Ершовский Иванушка — такой «дурашка». Вглядитесь в него. Каким он представлялся мальчику-поэту, когда еще в гимназические тобольские годы этот причудливый образ складывался в его сознании?
Иванушка верхом на Коньке-горбунке, рожденном только лишь для него. Но если в коньке всего три вершка, то каким поэт воображал всадника? Ведь сказка и в волшебстве любит точность. У Джонатана Свифта, когда Гулливер попадает в страны лилипутов и великанов, писатель, помогая нашему воображению, точно определяет рост обитателей сказочных стран, размеры их кораблей, вышину зданий.
Так можно ли измерить рост ершовского Иванушки? Если в Коньке -Горбунке три вершка, то Иванушка в мечтах поэта должен быть под стать коню? Что же — это мальчик с пальчик?
Иван — крестьянский сын из родственной «Коньку-горбунку» народной сказки «Волшебный конь», он «где помелом махнет — там улица, где перемахнет — там с переулочком!» Он богатырь, а каков ершовский «крестьянский сын»?

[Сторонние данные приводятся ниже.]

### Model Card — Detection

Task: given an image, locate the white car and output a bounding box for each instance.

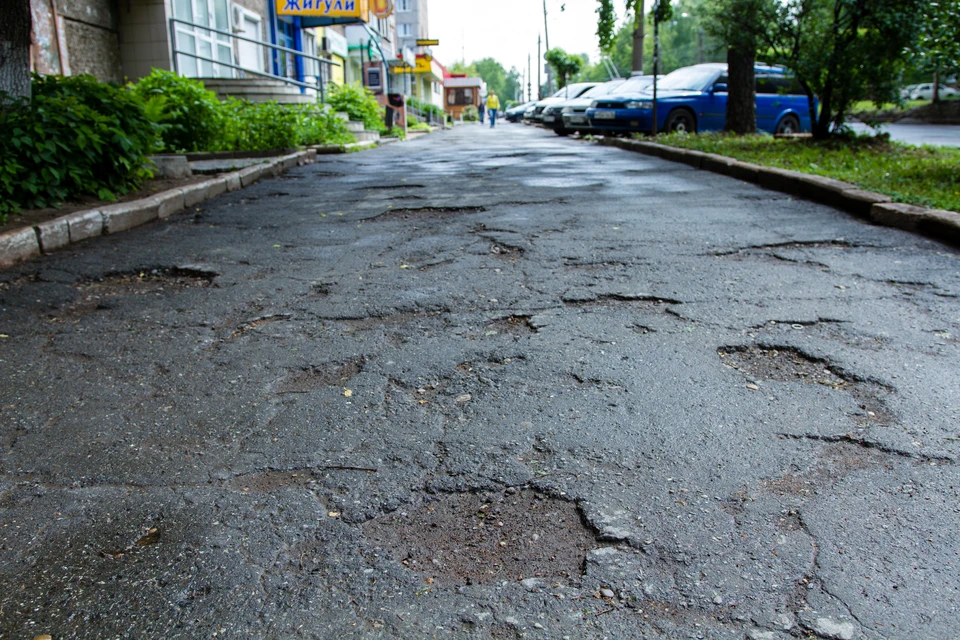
[910,82,960,100]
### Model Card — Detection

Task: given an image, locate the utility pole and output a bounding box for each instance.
[527,53,533,102]
[631,0,643,76]
[537,35,543,100]
[541,0,553,95]
[650,0,663,135]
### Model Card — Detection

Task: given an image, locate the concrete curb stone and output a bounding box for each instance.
[100,197,160,235]
[599,138,960,245]
[34,217,70,253]
[0,149,317,267]
[65,209,103,243]
[0,227,40,267]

Маленький, если судить по коньку. Но тот же Иванушка укрощает кобылицу, он снова и снова предстает перед нами статным и красивым добрым молодцем.
Вспомним снова детство, в сказке без него заблудишься. Что происходит, когда девочка нянчит и укладывает спать голыша? Она уменьшается или голыш превращается в ее воображении в младенца? Что происходит, когда мальчик командует оловянными солдатиками и они, оживая, вместе с ним храбро бросаются в бой, как об этом рассказано, например, в прелестной сказке Гофмана «Щелкунчик»?

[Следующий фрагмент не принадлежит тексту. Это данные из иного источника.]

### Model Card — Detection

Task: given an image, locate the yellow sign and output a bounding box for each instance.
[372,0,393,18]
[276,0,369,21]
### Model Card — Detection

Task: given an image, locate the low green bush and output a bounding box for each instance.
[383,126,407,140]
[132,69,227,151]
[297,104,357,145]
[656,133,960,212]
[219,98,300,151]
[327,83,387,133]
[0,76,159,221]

Кажется, что в воображении ребенка и он сам и все окружающее может существовать в двух измерениях, то сокращаясь, то увеличиваясь — даже до великаньих размеров. И эти два сказочных измерения детства не должны удивить. Воображение ребенка бросает его то в великанскую даль, далеко за пределы взрослой жизни, и сразу же прячет под милые сени детства, подальше от взрослости, недостижимее для нее, в вечное детство гномов, кукол и мальчиков с пальчик.
Это один из даров детства — уменьшаться и увеличиваться в мечтах. «Полем пройдет вровень с травами, лесом пройдет вровень с соснами» — говорится в сказках. И этим ребячьим даром щедро наделен Иванушка.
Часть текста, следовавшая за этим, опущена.